The five patients that failed surgery with only partial response of up to 50% all had complex medical situations with a history of multiple previous interventions at the knee; however, in many of the patients that successfully responded to surgery, other intra- and extraarticular pathologies and instability were absent. Even though an 82.3% success rate in pain relief is impressive for any therapeutic maneuver in patients with long-standing anteromedial knee pain, the results of this study are consistent with previous published work, stating that 20–30% of neuromas will be refractory to treatment, regardless of type of surgery performed [25, 26].

Six non-responders with clinical suspicion of infrapatellar saphenous neuralgia failed IPP: two patients showed partial and four patients no pain relief, stating that other causes of anteromedial knee pain have to be evaluated.

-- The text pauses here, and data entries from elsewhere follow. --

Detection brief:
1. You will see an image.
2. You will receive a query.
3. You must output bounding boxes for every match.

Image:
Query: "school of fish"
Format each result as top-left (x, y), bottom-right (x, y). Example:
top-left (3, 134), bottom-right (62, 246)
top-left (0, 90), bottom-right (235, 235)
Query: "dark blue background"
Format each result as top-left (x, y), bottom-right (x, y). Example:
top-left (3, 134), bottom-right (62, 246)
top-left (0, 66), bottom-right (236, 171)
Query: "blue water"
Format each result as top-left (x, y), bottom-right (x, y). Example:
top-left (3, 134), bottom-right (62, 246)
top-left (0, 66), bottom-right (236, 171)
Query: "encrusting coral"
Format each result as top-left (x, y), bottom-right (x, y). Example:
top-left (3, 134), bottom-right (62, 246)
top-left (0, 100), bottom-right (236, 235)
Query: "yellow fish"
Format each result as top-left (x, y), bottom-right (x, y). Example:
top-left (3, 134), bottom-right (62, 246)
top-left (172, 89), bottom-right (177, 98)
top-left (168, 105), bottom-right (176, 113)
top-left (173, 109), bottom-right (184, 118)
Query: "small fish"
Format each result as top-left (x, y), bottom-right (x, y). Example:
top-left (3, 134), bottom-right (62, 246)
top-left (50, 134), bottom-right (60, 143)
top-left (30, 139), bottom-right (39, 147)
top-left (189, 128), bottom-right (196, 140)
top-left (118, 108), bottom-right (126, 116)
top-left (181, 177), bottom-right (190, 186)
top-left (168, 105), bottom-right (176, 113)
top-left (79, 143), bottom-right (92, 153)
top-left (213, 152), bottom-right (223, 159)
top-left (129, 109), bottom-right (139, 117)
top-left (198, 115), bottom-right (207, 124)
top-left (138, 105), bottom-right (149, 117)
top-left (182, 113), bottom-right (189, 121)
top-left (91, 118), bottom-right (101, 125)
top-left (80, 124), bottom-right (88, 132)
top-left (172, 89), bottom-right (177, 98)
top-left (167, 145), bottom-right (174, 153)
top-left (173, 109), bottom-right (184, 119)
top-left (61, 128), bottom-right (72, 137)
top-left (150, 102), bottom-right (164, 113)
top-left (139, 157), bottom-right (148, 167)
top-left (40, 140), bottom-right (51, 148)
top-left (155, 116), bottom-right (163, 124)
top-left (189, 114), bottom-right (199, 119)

We recommend using additional selection criteria to stratify responders from non-responders: Hoffmann-Tinel sign in the topography of IPBSN, evident neuroma or scar-tethering on sonography, and evaluation of potential knee joint instability.

The following limitations have to be considered, including a verification bias as patients who were selected to undergo surgery based on the positive diagnostic nerve block result more likely received surgery than those who tested negative. Furthermore, sonography is limited by patient habitus, with degradation of image quality and anatomic detail in obese individuals. Pain evaluation was made using VAS scores alone, which is a subjective outcome measure. The effectiveness of all procedures performed in our unit is evaluated with VAS scores, a relatively reliable, simple, and sufficient way to ascertain the patients` response to a procedure. Finally, although the effect of treatment in the responder group was monitored for more than 2 months, that might not have been a sufficient length of time to determine the long-term effects of the neurectomy or IPP.

Selective denervation for neuropathic postoperative knee pain is beneficial in selected patients with significant VAS reduction after diagnostic nerve block. Non-responders following diagnostic nerve block but sonographic evidence of IPBSN pathologies need to be evaluated for other causes such as knee joint instability.